During the Town of Littleton Board of Commissioners meeting, the board decided to go forward with an amendment to a zoning ordinance to prohibit video poker sweepstakes and similar electronic gaming operations that simulate gambling and other games of chance, effective immediately.

If passed, it will allow the town to go after gaming machines by banning them from town altogether, Chief Philip Trivette said.

“This ordinance gives me a lot more to work with and I think the town can finally be rid of the machines,” he said then.

In an unrelated incident, on Feb. 13, 2021, a fatal shooting happened at Littleton Tobacco and Laundry. Trivette said the shooter causing the fatality was one of the store owners, Dhwanendra Rangar.

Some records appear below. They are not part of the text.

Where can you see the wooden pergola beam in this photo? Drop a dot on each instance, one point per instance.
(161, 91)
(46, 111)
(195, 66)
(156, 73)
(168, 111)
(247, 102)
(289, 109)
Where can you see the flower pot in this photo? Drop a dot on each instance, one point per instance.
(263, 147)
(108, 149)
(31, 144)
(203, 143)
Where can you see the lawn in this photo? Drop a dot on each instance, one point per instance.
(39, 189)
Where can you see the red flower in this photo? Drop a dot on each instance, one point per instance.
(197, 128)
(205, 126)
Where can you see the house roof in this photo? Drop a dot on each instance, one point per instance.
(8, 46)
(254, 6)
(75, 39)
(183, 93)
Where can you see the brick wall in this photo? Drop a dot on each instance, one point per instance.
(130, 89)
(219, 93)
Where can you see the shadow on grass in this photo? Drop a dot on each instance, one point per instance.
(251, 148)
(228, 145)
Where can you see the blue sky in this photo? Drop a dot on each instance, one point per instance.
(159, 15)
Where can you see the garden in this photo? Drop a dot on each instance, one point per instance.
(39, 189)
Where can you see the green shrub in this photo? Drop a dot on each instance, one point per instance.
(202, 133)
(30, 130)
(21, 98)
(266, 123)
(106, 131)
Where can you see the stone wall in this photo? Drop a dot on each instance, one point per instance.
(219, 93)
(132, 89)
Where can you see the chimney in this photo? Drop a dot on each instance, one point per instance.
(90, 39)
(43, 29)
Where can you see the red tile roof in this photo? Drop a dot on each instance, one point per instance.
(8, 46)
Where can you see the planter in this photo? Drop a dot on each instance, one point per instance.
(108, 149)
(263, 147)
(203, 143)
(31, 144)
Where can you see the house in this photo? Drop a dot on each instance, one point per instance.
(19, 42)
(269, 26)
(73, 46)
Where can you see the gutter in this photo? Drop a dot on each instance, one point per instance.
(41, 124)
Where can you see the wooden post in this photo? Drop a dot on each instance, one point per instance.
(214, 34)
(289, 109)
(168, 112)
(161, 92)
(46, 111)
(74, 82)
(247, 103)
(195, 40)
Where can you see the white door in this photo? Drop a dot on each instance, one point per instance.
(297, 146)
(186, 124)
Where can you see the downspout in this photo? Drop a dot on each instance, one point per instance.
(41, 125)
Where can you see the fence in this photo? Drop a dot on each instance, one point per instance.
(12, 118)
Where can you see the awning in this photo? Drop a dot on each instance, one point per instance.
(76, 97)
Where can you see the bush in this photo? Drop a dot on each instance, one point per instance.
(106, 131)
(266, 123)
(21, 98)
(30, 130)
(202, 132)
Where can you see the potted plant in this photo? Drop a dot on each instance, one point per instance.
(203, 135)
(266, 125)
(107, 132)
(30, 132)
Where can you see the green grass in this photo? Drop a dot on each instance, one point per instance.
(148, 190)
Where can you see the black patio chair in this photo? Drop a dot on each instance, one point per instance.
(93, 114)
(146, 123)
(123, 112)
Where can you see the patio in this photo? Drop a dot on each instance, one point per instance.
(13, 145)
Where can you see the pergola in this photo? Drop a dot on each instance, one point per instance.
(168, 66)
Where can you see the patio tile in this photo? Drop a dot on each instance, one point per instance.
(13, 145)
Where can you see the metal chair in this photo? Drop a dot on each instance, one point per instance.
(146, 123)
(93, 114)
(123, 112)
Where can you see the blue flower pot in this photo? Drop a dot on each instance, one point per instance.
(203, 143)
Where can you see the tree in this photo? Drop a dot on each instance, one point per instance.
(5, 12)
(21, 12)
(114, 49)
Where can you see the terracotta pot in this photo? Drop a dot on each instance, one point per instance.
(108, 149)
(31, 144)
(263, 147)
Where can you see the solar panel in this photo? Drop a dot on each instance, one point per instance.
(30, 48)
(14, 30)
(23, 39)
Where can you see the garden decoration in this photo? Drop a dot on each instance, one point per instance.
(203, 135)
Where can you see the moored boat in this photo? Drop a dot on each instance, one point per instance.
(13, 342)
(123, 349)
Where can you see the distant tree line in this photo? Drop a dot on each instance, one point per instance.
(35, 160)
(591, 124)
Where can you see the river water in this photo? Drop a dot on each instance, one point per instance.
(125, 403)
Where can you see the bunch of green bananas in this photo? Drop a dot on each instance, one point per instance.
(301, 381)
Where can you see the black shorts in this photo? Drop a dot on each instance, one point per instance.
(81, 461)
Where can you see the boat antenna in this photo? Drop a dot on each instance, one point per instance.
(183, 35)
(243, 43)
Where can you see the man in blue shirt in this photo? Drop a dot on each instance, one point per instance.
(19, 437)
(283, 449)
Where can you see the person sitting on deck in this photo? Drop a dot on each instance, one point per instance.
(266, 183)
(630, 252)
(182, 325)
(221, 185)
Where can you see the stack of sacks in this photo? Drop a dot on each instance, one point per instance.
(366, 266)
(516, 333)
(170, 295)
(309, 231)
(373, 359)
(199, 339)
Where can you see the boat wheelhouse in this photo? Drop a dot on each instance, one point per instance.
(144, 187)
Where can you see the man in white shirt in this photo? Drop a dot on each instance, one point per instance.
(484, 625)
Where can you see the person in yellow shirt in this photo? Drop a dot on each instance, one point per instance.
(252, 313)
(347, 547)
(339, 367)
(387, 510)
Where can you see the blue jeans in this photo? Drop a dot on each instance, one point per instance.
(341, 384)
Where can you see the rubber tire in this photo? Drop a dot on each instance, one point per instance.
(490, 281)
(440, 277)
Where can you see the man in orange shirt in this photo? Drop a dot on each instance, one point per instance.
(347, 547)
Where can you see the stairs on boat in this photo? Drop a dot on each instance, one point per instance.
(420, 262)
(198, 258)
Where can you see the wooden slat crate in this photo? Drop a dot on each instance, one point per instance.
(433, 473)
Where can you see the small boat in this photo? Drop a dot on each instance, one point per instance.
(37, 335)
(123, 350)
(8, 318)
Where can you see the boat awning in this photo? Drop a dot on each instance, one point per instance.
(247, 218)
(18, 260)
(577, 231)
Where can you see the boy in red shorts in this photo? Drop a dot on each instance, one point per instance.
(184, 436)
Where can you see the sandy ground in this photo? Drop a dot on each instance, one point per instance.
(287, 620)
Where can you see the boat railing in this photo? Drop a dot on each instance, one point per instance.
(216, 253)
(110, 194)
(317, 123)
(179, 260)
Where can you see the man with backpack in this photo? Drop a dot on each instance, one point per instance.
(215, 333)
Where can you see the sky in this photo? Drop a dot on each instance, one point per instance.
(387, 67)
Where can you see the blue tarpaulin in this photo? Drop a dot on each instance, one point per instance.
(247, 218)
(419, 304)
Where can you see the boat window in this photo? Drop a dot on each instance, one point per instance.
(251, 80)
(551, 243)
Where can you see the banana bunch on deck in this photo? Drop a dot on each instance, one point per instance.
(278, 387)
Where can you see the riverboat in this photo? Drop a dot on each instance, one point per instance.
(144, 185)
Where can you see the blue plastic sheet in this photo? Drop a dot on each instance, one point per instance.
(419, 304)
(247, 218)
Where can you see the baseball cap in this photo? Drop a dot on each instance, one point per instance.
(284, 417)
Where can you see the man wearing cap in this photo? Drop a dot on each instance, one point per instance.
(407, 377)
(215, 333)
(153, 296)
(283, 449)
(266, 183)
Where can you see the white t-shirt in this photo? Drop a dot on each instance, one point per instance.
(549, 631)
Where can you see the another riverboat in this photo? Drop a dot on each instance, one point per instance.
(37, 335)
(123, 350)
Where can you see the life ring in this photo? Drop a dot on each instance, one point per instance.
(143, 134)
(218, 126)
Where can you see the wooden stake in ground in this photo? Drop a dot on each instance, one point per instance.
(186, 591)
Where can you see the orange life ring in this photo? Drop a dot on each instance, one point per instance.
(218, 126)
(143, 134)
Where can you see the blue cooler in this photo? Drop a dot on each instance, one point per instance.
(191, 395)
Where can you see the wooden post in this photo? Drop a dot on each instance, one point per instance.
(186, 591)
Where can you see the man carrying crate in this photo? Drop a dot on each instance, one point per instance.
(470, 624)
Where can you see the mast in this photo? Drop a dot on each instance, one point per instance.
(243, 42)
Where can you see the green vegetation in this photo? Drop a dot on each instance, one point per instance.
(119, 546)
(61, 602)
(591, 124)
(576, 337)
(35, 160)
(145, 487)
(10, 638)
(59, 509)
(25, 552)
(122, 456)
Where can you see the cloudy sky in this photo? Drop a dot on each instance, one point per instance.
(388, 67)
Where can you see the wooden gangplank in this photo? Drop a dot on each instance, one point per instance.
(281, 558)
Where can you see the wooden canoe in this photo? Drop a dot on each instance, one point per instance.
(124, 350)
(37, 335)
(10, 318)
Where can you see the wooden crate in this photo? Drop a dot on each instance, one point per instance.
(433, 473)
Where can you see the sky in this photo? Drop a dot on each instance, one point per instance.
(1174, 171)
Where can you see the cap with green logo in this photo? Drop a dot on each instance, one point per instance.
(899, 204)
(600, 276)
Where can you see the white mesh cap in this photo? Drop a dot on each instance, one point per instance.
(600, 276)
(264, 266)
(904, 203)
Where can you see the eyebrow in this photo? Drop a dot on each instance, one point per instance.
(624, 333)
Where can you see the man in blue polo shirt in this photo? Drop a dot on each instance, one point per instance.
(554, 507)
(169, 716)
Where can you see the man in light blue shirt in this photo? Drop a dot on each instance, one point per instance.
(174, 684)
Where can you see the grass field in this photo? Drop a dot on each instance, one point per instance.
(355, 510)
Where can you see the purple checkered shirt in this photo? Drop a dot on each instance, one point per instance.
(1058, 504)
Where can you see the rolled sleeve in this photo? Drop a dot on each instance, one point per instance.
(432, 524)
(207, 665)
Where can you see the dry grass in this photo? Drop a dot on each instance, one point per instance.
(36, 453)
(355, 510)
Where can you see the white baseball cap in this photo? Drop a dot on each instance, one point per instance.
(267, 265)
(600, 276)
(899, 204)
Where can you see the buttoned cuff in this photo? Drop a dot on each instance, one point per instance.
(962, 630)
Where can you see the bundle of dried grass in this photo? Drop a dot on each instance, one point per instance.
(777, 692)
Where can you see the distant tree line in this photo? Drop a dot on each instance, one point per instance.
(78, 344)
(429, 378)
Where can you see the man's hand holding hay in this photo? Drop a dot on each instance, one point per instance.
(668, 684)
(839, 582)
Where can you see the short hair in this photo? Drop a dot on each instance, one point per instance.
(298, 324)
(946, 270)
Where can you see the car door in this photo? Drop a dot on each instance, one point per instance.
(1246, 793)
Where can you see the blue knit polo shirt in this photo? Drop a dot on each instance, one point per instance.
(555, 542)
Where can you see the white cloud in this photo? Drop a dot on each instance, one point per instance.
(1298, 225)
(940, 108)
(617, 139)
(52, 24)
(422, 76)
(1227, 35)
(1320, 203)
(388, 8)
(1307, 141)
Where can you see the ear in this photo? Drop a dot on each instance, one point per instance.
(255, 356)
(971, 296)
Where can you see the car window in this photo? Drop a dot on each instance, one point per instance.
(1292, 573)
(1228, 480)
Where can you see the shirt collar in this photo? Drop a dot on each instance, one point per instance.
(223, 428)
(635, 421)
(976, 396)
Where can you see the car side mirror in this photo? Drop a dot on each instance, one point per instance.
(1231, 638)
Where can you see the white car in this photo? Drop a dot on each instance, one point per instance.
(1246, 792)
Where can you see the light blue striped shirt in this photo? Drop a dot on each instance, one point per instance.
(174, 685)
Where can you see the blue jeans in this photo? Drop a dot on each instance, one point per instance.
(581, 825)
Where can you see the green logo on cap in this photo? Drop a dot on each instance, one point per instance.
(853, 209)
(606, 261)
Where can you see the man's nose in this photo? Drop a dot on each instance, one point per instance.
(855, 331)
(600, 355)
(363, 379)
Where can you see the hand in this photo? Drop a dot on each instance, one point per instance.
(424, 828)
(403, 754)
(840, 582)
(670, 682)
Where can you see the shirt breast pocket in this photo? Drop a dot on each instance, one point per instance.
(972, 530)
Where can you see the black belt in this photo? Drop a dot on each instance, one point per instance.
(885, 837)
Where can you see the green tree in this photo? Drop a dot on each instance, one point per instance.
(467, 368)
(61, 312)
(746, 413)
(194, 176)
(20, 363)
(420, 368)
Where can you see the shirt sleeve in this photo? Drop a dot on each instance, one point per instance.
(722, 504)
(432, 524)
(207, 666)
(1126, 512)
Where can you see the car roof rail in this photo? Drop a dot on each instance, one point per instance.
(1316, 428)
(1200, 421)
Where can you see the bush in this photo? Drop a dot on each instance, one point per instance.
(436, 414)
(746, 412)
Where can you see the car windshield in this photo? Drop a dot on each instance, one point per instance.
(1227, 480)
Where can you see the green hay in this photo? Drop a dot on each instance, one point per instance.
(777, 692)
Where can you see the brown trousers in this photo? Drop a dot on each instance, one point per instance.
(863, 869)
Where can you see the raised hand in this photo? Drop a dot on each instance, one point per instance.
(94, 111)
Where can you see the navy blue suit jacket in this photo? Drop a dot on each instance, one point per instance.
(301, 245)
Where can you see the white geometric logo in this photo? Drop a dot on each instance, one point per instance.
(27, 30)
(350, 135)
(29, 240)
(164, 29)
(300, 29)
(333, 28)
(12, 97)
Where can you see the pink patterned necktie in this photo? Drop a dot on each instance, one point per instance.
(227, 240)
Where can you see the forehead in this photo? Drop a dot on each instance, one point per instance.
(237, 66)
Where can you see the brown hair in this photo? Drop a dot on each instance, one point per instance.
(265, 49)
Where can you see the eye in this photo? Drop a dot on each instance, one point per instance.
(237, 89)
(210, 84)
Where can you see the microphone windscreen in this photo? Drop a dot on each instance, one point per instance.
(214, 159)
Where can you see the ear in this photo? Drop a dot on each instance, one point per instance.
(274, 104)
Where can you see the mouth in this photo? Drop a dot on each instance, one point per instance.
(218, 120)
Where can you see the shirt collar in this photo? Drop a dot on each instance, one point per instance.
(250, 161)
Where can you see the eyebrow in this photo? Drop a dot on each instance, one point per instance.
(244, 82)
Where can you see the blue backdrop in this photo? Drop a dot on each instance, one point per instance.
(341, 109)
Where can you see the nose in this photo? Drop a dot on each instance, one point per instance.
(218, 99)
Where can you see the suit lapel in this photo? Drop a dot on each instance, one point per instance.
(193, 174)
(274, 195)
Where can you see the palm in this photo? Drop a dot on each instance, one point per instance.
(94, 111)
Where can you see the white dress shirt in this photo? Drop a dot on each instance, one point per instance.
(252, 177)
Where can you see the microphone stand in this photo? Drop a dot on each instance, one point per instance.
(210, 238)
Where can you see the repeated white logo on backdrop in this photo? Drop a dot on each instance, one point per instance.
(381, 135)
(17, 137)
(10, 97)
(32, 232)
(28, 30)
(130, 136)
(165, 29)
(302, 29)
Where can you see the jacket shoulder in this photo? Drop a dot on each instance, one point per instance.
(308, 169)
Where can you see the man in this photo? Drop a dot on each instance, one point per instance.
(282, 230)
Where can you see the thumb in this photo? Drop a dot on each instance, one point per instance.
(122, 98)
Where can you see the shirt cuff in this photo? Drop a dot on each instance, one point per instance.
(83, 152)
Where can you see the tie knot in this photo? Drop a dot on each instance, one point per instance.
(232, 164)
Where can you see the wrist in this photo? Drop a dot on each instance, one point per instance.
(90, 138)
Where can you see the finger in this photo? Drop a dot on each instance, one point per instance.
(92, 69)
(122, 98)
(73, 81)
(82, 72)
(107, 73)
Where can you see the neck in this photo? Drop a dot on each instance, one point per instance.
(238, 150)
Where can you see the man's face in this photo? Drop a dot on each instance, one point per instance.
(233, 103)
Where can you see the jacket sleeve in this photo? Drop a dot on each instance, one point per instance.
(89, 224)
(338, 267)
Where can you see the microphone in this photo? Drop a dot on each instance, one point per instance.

At about 7:45 p.m., two men completely covered in dark clothing, entered the store and one of them brandished a gun at Rangar, Trivette said.

“Within 10 seconds of them being in the store, the shots broke out and the whole thing lasted about 30 seconds,” he said. “The owner had wounds, he was shot three times — all non-life threatening.”

One of the suspects died on the scene due to a gunshot wound from Rangar, Trivette said. The other suspect fled. Trivette said on Wednesday, one person is in custody and two more are outstanding in the shooting incident.

At the time, Trivette said it was a pretty dire situation.

“One of the owner’s 10-year-old son was behind the counter when it was happening,” he said. “He was not shot.”

He added, “This is an isolated incident. Other businesses should not be so concerned.”

As for the Minit-Chek incident, Ali has a court date in July for some other charges, according to court records. Trivette said he was previously charged on site for possession of marijuana, which may or may not be related to the July court date.

Ali's court date for the new charges is Aug. 26.